Sommige kleurstoffen zijn in staat om een verandering van membraanpotentiaal om te zetten in een kleurverandering. Door zo'n stof toe te voegen aan een preparaat kan met een kamera een zeer gedetailleerd beeld verkregen worden van de voortplanting van de elektrische activiteit in het weefsel.
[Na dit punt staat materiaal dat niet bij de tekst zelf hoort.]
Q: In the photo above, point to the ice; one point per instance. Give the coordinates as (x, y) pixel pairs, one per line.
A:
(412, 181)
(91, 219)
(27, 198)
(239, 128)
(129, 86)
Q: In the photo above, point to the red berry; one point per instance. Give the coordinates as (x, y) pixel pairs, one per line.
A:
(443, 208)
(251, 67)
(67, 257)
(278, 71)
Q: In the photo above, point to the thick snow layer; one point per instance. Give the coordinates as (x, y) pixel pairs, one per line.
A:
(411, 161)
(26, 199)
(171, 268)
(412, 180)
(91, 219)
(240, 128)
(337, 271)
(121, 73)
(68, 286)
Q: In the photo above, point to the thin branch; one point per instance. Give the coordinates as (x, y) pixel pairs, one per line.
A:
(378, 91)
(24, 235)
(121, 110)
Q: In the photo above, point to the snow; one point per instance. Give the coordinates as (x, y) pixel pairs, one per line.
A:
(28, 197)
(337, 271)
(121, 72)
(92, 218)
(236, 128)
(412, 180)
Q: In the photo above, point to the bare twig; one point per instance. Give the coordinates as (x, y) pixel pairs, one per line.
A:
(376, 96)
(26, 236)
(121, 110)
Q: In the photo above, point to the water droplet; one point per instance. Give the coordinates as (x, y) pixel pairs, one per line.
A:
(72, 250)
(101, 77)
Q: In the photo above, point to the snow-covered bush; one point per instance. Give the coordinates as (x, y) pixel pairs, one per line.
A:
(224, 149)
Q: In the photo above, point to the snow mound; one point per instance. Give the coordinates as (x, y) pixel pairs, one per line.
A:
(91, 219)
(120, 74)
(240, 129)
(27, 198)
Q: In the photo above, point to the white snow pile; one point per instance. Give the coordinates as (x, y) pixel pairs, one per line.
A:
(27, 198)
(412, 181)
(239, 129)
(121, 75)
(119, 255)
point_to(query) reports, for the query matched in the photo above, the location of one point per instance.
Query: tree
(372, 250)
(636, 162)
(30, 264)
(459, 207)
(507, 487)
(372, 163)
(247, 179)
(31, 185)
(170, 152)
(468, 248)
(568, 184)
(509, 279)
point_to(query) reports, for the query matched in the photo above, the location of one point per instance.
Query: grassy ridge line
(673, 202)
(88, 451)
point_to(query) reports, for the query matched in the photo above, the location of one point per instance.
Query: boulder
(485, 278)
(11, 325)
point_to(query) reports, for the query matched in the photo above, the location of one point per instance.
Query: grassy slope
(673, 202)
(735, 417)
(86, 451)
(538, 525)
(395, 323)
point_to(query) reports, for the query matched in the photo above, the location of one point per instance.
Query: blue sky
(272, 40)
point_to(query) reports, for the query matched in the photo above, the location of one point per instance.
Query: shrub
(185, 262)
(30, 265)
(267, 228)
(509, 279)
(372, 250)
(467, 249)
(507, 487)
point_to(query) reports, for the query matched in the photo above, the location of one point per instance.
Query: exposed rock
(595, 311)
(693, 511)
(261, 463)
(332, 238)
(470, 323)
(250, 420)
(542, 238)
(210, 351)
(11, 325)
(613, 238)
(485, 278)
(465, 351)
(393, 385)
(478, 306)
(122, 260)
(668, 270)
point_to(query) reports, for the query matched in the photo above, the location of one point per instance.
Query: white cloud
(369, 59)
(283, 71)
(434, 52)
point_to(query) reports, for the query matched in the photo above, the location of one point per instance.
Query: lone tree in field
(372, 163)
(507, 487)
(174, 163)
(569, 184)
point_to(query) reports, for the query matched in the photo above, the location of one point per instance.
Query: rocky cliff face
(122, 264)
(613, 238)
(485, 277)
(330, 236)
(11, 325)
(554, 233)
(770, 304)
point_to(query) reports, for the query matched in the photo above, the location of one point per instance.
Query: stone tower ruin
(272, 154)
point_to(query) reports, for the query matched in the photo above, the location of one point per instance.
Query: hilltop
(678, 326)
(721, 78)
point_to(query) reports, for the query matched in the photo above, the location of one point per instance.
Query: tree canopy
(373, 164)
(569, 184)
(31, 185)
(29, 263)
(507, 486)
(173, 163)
Cellen kunnen er ook toe aangezet worden om te groeien en een soort weefsel te vormen op een substraat waarin microscopisch kleine elektroden zijn aangebracht - een soort printplaat. Met deze techniek is het mogelijk om de voortplanting van actiepotentialen op zeer kleine schaal (bijna van cel tot cel) te bestuderen.
Andere technieken
Andere door het lichaam gegenereerde elektrische signalen kunnen worden geregistreerd met elektromyografie, elektrooculografie en elektroretinografie. Ook de elektrische signalen die het oor genereert kunnen worden gemeten.
Toepassingen
Klinische elektrofysiologie
Met klinische elektrofysiologie wordt in Nederland meestal het subspecialisme van de cardiologie bedoeld dat zich richt op de diagnose en behandeling van hartritmestoornissen.[1]
Neurologie
Het elektro-encefalogram wordt in de neurologie gebruikt om ziekten en afwijkingen van de hersenen te diagnosticeren.
Oogheelkunde
Het elektroretinogram laat zien hoe de cellen van het netvlies reageren op verschillende kleuren licht. Binnen de oogheelkunde wordt het gebruikt om bijvoorbeeld verschillende vormen van kleurenblindheid te diagnosticeren.
Het elektrooculogram kan worden gebruikt om oogbewegingen te meten.